My current sort-through box: all my notes and papers from my undergraduate degree. ALL of them. Even the syllabi. What was I thinking? Did I really think I would EVER later in life need to refer back to my Pre-Calculus assignments?
So, I'm piling up the paper recyclables again. But I've saved a few things. I want to read through my Biblical Literature notes one more time -- and I may decide to keep them. And my Western Civ notes. And my journal from student teaching. And I'm saving a few papers just because I decided they were pretty darn good, and I like what I had to say.

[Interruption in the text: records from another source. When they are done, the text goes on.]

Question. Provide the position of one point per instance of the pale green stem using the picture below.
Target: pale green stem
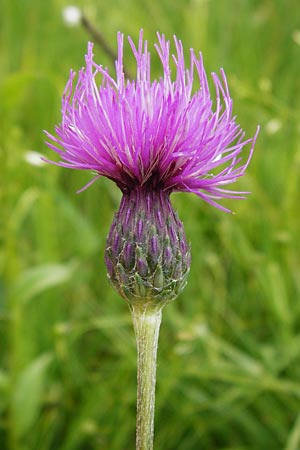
(146, 323)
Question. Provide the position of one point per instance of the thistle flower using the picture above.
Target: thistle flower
(151, 138)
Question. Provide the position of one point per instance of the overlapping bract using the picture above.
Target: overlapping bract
(158, 133)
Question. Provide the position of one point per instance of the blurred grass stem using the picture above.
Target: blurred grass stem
(98, 37)
(146, 322)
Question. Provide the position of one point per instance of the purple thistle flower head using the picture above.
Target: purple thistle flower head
(153, 133)
(151, 138)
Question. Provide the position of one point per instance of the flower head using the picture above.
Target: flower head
(151, 138)
(157, 133)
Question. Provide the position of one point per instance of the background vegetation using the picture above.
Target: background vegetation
(229, 355)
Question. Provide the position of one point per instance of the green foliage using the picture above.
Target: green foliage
(228, 361)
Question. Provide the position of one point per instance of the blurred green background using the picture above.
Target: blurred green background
(229, 353)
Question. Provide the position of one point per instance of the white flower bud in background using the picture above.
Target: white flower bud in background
(71, 15)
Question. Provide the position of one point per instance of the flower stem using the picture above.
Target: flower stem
(146, 322)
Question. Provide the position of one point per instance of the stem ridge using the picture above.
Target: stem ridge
(146, 322)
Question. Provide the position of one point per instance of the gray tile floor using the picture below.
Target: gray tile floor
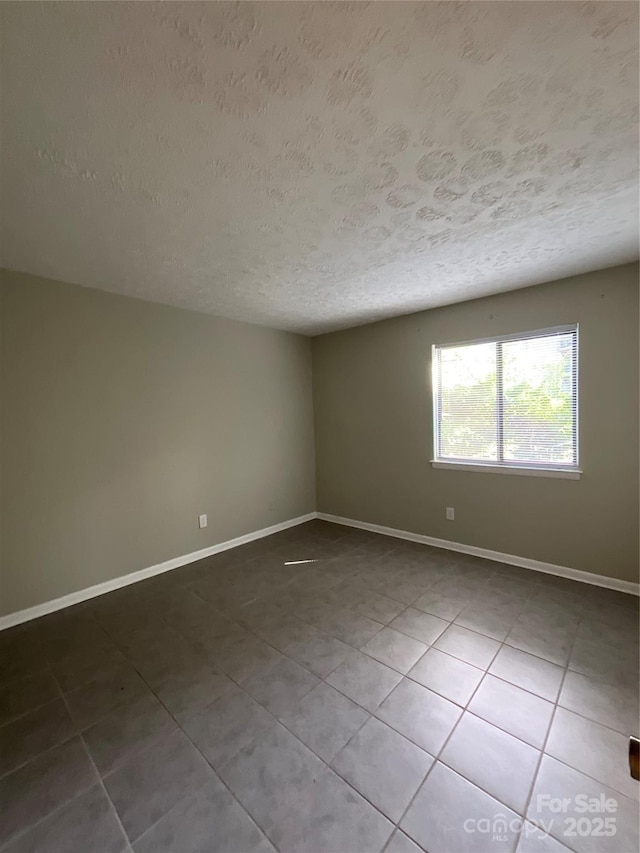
(324, 689)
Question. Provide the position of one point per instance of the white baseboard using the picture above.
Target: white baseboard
(522, 562)
(125, 580)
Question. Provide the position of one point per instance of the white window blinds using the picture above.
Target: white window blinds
(509, 401)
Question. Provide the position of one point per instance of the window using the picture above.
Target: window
(509, 402)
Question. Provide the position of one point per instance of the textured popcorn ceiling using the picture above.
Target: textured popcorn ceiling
(317, 165)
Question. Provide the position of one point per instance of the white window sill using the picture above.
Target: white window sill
(491, 468)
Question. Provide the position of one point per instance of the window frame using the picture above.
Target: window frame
(536, 469)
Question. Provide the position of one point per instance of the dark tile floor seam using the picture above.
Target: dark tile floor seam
(465, 709)
(100, 779)
(42, 752)
(183, 798)
(179, 727)
(35, 707)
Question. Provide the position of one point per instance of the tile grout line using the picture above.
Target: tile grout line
(548, 734)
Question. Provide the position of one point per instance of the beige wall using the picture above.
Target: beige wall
(123, 420)
(374, 434)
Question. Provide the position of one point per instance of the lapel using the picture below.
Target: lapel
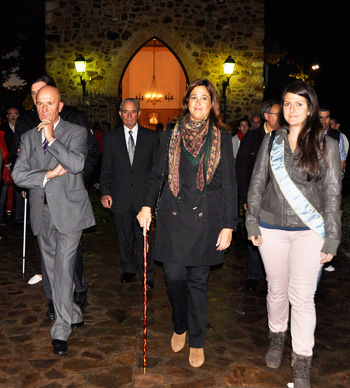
(45, 157)
(120, 143)
(139, 145)
(39, 146)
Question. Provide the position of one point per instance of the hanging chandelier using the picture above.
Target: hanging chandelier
(154, 96)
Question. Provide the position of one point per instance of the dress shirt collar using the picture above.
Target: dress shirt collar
(54, 127)
(134, 132)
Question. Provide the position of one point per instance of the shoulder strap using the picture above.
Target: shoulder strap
(272, 138)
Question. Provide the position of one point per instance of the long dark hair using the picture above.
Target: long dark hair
(311, 143)
(215, 105)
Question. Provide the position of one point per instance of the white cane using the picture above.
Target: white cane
(24, 238)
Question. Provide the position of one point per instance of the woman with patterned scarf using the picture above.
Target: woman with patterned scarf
(197, 210)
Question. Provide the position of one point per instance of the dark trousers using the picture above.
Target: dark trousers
(78, 275)
(188, 289)
(253, 260)
(129, 231)
(58, 252)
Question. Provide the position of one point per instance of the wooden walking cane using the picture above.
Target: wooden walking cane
(145, 250)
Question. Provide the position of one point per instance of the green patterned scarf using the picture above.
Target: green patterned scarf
(201, 143)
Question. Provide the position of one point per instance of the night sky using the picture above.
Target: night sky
(311, 31)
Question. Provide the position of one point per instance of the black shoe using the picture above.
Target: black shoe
(77, 325)
(50, 313)
(80, 298)
(127, 277)
(149, 284)
(251, 285)
(60, 347)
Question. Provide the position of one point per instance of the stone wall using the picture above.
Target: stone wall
(200, 33)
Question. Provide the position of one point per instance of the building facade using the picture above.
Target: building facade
(201, 34)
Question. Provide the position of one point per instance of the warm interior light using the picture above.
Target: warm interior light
(153, 119)
(80, 64)
(229, 65)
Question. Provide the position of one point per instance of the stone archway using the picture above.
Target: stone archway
(170, 76)
(125, 54)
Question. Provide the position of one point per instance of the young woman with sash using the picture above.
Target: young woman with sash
(197, 211)
(294, 218)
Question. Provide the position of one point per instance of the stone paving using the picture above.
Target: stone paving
(108, 351)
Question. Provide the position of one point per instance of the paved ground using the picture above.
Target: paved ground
(107, 351)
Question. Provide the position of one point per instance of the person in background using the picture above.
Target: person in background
(243, 127)
(294, 218)
(197, 211)
(50, 164)
(7, 189)
(27, 121)
(335, 125)
(255, 121)
(325, 117)
(245, 161)
(128, 156)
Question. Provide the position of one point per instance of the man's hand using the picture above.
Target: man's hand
(57, 171)
(106, 201)
(145, 218)
(224, 239)
(47, 127)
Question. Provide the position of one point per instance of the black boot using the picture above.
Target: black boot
(273, 356)
(301, 366)
(50, 313)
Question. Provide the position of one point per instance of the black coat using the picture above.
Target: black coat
(246, 156)
(188, 225)
(123, 182)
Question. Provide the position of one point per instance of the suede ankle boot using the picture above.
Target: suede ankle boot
(178, 341)
(273, 356)
(196, 358)
(301, 366)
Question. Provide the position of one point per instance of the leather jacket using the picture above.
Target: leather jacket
(266, 202)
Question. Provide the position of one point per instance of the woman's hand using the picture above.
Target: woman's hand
(224, 239)
(145, 218)
(326, 257)
(256, 240)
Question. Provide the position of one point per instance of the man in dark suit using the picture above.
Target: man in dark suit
(128, 155)
(246, 156)
(50, 163)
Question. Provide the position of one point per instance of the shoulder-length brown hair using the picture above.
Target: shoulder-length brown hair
(215, 105)
(311, 142)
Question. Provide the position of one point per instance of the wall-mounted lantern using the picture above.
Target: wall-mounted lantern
(229, 66)
(80, 66)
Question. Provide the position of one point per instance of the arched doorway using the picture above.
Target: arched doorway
(155, 61)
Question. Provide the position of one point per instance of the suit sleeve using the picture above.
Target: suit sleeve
(257, 188)
(229, 183)
(106, 167)
(71, 155)
(23, 175)
(332, 184)
(244, 167)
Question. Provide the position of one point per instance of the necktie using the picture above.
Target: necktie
(131, 147)
(45, 143)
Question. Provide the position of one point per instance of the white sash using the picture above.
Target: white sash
(302, 207)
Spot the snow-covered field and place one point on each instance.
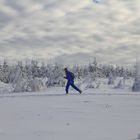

One paper, though, jumped out at me. Written for my Intro to American Ed class, on January 19th, 1987, it is simply titled "Home-schooling" -- and it begins, "Home-schooling has many disadvantages . . ." A one-and-a-half page paper I wrote my first year of college dissing homeschooling. I read through this and thought, "This is about the time Donna Webster was homeschooling her boys -- when the idea was radical -- when people were being taken to court for doing it . . . " Fascinating how the times change. And how we change.
I also found a little exercise I did in some writing class apparently. We had to take a short saying and rewrite it in as many words as possible. Here's my take on "Look before you leap":
"Whenever a person comes to find himself in a particular situation where it might be necessary or proper for this said person to make a decision to proceed with a certain strategy or action, it would be exceptionally wise and prudent for this said person to seriously consider within himself what might possibly turn out to be the consequent results of the particular decision or action which he may be leaning toward -- or most seriously giving consideration to -- at that particular point in the decision-making process."
From a four-word proverb to an 86-word massacre. How good am I? In fact, the instructor wrote at the bottom of the page, "By the way, you were the clear winner of the wordiness contest!" I'm the master!
Which lends some light to my husband's recent comments about my Ona posts . . . something to do with his eyes glazing over and resorting to skimming . . . perhaps the more things change, the more they stay the same?